As a Guyanese with a disability and a disability rights activist, I've seen first-hand the ways the disability community has been excluded in discussions about climate change mitigation and disaster prevention. In Guyana, the involvement of individuals with disabilities in climate action, climate crisis risk reduction, and resilience to natural disasters has been minimal to non-existent. Furthermore, due to inaccessible infrastructure and information, preparedness plans and emergency response programmes frequently exclude individuals with disabilities, including women. For example, warnings of impending floods are never provided in a manner that people with hearing loss, visual impairments, or intellectual disabilities can access and comprehend on their own.
Drought in Guyana has significantly impaired the country's agricultural sector, leading to a decline in food production and posing a challenge to ensuring food security for those with disabilities. The disability community has always had a significant challenge in terms of limited financial resources. Due to the escalating living expenses, particularly concerning food, there will be a twofold increase in the need for financial resources. One aspect of heatwaves that is sometimes underestimated is the irritation and mental weariness they bring. The absence of employment prospects for people with disabilities makes it difficult for them to find solutions to cope with the persistent heat in Guyana. Overall, climate change has affected every facet of the lives of those with disabilities.
People with disabilities should participate in climate action just like everyone else. As part of the proceedings of the 2nd National Youth with Disabilities Conference, held on November 24th and 25th, 2023 at the University of Guyana (UG) Turkeyen Campus, the participants engaged in a thorough discussion on climate action. A group of about fifty-four (54) young individuals with disabilities from various parts of Guyana declared that individuals with disabilities should be considered and needs included in all disaster planning and response policies and plans. This should include measures specifically designed for the evacuation of disabled individuals.
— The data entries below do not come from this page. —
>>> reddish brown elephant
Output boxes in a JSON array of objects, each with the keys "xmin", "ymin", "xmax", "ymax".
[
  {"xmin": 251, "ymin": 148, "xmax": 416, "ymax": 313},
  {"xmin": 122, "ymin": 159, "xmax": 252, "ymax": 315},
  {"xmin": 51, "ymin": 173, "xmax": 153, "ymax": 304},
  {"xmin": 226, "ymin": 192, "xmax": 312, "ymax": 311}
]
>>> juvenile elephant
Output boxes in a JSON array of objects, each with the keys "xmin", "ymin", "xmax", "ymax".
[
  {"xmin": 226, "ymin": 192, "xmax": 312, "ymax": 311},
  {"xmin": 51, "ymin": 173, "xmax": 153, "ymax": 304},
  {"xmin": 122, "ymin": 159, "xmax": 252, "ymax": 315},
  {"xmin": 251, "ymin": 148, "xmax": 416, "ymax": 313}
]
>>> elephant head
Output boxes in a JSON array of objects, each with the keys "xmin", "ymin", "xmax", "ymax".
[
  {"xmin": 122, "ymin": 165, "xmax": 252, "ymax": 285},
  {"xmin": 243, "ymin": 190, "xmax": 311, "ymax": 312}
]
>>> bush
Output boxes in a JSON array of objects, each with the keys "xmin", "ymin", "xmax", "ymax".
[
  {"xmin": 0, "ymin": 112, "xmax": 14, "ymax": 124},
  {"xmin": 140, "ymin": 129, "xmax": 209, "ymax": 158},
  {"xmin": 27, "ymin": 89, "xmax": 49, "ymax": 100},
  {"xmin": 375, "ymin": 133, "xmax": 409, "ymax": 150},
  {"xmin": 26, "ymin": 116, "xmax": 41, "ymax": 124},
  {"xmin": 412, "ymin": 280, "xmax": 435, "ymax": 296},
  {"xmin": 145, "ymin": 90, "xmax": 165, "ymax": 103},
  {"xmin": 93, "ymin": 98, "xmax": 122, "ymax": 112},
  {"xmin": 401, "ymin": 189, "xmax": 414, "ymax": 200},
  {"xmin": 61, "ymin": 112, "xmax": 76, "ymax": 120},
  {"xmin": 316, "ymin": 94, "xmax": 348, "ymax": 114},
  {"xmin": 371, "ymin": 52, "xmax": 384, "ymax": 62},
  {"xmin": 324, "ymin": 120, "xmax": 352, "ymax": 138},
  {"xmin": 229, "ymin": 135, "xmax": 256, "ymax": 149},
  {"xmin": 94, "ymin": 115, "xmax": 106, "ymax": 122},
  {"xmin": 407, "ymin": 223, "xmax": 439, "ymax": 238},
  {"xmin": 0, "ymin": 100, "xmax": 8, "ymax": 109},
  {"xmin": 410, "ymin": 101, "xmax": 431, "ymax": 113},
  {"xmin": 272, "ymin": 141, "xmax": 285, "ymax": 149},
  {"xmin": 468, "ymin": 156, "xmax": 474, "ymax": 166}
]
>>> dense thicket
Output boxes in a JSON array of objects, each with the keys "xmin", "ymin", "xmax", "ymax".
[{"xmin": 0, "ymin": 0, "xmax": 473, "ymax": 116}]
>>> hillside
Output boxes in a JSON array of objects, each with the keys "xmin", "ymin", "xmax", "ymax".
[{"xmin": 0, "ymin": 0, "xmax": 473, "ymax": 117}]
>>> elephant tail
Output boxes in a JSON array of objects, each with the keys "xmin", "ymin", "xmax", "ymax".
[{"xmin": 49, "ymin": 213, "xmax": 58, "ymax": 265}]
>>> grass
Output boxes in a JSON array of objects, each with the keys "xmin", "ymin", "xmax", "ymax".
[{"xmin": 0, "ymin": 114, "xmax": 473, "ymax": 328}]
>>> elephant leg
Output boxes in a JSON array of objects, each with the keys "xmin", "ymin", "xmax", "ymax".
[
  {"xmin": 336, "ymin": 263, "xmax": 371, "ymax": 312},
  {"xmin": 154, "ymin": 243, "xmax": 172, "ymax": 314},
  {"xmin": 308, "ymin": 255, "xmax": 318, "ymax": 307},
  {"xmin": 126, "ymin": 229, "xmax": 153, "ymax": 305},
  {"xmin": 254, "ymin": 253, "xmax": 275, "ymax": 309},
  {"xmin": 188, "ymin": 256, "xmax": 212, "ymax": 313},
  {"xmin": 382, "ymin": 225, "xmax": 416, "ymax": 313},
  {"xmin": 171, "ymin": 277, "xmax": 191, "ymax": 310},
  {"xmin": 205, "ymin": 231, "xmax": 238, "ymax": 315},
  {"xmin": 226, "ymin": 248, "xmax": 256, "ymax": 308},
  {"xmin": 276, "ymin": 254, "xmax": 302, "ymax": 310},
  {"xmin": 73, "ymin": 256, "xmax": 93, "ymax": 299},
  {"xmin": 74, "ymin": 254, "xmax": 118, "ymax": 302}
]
Furthermore, additional research is required in the field of climate change and its effects on those with disabilities. The Guyana Council of Organisations for Persons with Disabilities (GCOPD), in collaboration with the International Foundation for Electoral Systems (IFES) and with funding from the United States Agency for International Development (USAID), organized the second edition of this conference. Individuals with disabilities are not immune to the effects of climate change in our contemporary society. Therefore, it is imperative that we are represented and included in all aspects of climate action.